Beware This Crazy Speeding Ticket Scam

Philadelphia-area residents have been targeted, and the level of information the perpetrator has is downright scary. Here's what you need to know.

Speeding-ticket-scam

Photo by iStock.com/stevearts

We all see plenty of email scams landing in our inbox, whether it’s the ex-finance minister of some third-world dictatorship asking us for help moving around vast sums of loot, or some phishing teenage hacker trying his best to look like Apple Customer Service. But this new speeding ticket scam hitting inboxes in the region really takes the cake.

The Tredyffrin Police Department in Chester County announced the speeding ticket scam this week, explaining that three local residents reported receiving emails notifying them of speeding infractions. Tredyffrin doesn’t have speed cameras, and the police say that they have nothing to do with these citation notices, but here’s the thing: The residents were, in fact, speeding at the locations cited in the citations.
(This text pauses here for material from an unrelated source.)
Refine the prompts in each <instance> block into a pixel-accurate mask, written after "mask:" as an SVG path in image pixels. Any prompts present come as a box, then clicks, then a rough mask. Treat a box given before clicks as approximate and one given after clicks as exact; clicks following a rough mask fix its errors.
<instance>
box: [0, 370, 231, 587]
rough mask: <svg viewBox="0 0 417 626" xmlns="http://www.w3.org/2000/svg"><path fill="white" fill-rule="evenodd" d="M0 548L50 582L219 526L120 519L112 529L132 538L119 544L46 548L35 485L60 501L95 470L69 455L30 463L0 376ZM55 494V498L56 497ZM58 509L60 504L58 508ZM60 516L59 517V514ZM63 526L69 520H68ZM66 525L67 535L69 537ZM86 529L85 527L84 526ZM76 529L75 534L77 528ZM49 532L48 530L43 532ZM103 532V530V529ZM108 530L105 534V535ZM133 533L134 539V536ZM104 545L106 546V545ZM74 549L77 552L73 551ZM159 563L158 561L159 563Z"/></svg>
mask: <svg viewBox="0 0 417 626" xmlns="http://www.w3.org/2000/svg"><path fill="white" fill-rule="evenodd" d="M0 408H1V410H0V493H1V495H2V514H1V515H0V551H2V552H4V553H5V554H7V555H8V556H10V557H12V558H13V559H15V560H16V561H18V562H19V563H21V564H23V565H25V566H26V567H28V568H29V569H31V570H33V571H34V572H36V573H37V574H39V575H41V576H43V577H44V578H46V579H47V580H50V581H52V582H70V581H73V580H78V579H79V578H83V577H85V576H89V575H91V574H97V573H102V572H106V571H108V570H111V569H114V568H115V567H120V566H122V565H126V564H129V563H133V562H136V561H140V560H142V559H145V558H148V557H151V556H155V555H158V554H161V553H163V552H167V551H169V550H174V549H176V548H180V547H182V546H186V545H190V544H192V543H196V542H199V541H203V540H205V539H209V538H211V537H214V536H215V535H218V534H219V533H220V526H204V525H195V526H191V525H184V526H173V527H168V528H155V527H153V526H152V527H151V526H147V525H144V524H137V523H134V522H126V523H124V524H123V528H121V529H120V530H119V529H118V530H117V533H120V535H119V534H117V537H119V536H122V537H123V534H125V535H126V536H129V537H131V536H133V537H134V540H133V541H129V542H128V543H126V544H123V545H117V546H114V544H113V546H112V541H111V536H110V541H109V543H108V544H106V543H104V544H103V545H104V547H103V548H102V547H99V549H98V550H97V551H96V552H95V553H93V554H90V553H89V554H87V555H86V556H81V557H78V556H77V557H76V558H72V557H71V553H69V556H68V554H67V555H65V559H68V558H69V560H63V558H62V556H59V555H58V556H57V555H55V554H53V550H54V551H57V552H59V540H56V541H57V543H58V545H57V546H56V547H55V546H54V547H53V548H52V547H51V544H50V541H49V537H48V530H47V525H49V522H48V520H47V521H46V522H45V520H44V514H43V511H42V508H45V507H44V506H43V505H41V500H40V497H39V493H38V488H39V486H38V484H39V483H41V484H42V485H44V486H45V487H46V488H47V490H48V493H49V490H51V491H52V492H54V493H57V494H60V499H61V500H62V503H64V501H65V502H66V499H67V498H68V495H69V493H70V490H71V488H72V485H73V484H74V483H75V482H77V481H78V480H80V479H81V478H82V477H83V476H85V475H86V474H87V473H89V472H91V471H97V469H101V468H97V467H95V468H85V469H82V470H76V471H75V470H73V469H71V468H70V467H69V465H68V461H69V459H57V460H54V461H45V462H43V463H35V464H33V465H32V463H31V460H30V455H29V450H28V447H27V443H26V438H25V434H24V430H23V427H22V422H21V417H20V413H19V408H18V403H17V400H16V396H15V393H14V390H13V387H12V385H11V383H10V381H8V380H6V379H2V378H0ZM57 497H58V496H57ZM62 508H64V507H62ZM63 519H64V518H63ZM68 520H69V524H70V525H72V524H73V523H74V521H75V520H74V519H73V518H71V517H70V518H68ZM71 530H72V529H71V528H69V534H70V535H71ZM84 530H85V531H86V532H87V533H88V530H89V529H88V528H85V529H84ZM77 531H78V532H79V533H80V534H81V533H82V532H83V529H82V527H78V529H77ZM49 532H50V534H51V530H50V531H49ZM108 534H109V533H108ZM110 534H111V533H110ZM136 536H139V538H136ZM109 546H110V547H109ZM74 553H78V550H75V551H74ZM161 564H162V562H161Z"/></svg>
Investigators shared a redacted version of one of the emails with Philadelphia magazine, and we mocked it up to show you what the speeding ticket scam looks like. The sender is the actual sender that appears on the bogus citation email.

From: Speeding Citation (citation@safe-browsing.com)
To: vfiorillo@phillymag.com
Subject: Notification of excess speed

First Name: Victor
Last Name: Fiorillo

Notification of excess speed

Route: Mill Road
Date: 8 March 2016
Time: 7:55 am

Speed Limit: 40
Detected Speed: 52

The Infraction Statement contains an image of your license plate and the citation which must be paid in 5 working days.

Again, police say that the people named in the emails were speeding at the location and time listed in the fake infraction notices.

How is this possible? Well, investigators suspect that a hacker has exploited a security flaw in some GPS-enabled smartphone app. If you know where your target is located and how long it takes them to get from Point A to Point B, then you can do a quick computation to determine how fast they were traveling.

Police say that it doesn’t look like this speeding ticket scam is actually an attempt to get you to fork over fines to some bogus entity. Instead, they say it appears that when the recipient clicks on the link at the bottom of the message — the one that mentions the image of the license plate — some form of malware is automatically downloaded to the person’s computer. The message does not contain the driver’s actual license plate number.

And in case you’re wondering, the drivers aren’t liable for any fines even though they were speeding, because Tredyffrin police don’t cite drivers for speeding unless a real, live cop catches them in the act, which we think is very sporting of them.